| Project Location | Reggio Calabria, Italy |
| Project Type | Urban redevelopment, masterplan, civic landscape, ecological park, public buildings, competition entry |
| Project Description | A competition entry for the urban redevelopment of Reggio Calabria, proposing a new civic and public framework where landscape, ecological infrastructure and public buildings merge into one continuous urban system. |
| Architect | UFO Architecture |
| Lead Architect | Claudio Lucchesi |
| Project Status | Competition entry |
| Project Year | 2006 |
| Programme | Urban park, ecological park, public buildings, civic spaces, waterfront connections, pedestrian routes, landscape infrastructure and public realm |
| Design Focus | Urban redevelopment, public realm, civic infrastructure, waterfront, Southern Italian context, ecological park, landscape urbanism and building-landscape integration |
| Urban Strategy | The proposal creates a coherent civic framework for Reggio Calabria, connecting the city fabric, waterfront, public spaces and new public buildings through a continuous landscape system. |
| Landscape Strategy | The project develops the park as an inhabitable civic surface that blends continuously into public buildings, allowing architecture, landscape and movement to form one integrated urban environment. |
| Ecological Strategy | The masterplan integrates an ecological park with landscape infrastructure for shade, water management, biodiversity, microclimate improvement and public recreation. |
| Public Building Strategy | The public buildings are conceived as extensions of the landscape rather than isolated objects, emerging from the park and supporting civic, cultural and social activity. |
| Waterfront Strategy | The proposal strengthens Reggio Calabria’s relationship to the Strait of Messina, creating new public connections between the city, waterfront and wider Mediterranean landscape. |
Reggio Calabria Urban Redevelopment is a 2006 competition entry by UFO Architecture for the regeneration of Reggio Calabria, the city at the southern tip of the Italian mainland, directly opposite Messina across the Strait of Messina. Led by Claudio Lucchesi, the proposal develops a new civic and landscape framework for the city, bringing together public space, ecological infrastructure, waterfront connections and public buildings.

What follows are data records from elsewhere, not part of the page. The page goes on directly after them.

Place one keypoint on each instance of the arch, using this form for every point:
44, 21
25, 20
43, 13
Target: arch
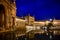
2, 15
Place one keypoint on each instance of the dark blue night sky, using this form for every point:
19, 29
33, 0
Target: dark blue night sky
41, 9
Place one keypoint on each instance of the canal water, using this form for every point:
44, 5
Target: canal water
40, 37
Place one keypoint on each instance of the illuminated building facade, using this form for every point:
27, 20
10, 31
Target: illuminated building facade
31, 24
7, 19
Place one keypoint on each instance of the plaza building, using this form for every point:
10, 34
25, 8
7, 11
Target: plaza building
30, 23
7, 19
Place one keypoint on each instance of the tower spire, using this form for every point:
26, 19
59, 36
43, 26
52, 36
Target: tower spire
54, 18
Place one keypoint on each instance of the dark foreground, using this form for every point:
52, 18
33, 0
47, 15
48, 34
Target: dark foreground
40, 37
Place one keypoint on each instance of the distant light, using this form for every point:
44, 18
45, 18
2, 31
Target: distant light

The project addresses Reggio Calabria as both an urban and territorial condition. Its position facing Sicily gives the city a powerful geographic identity, but also demands a public realm capable of connecting the everyday city to the larger landscape of the strait, the waterfront and the Southern Italian context.

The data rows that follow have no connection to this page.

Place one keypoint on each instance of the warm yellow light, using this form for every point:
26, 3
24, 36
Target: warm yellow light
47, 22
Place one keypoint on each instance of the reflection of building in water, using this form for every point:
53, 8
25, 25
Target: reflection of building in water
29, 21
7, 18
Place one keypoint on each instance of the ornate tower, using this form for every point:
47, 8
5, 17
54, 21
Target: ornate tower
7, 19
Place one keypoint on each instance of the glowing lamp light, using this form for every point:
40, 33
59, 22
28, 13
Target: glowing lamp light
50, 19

The proposal is conceived as a continuous civic landscape rather than a conventional masterplan of separate buildings and open spaces. Park, public routes, ecological systems and civic buildings are designed to blend into one another, creating a public ground that can be occupied, crossed, inhabited and extended over time.
At the centre of the strategy is an integrated ecological park. This park is not treated as decorative green space, but as urban infrastructure. It supports shade, water management, biodiversity, cooling, pedestrian movement and social activity, while also giving the redevelopment a clear environmental and civic identity.
The public buildings are embedded within this landscape system. Rather than standing as isolated monuments, they emerge from the park as extensions of the ground, allowing roofs, terraces, slopes and public interiors to form part of the same continuous urban experience. Architecture becomes part of the landscape, and the landscape becomes part of the public building.
The waterfront is understood as a key civic edge. The proposal strengthens the relationship between Reggio Calabria, the Strait of Messina and the wider Mediterranean horizon, creating new routes, viewpoints and public spaces that reconnect the city to its coastal geography.
The design reflects UFO Architecture’s broader interest in ecological urbanism, civic infrastructure and building-landscape integration. It proposes a form of urban redevelopment where public buildings, parkland, environmental systems and civic life are developed together as one spatial and environmental framework.
Reggio Calabria Urban Redevelopment positions landscape as the primary organising force of the city. The project suggests that regeneration in Southern Italian cities can be driven not only by new construction, but by the careful integration of public space, ecology, infrastructure and architectural form.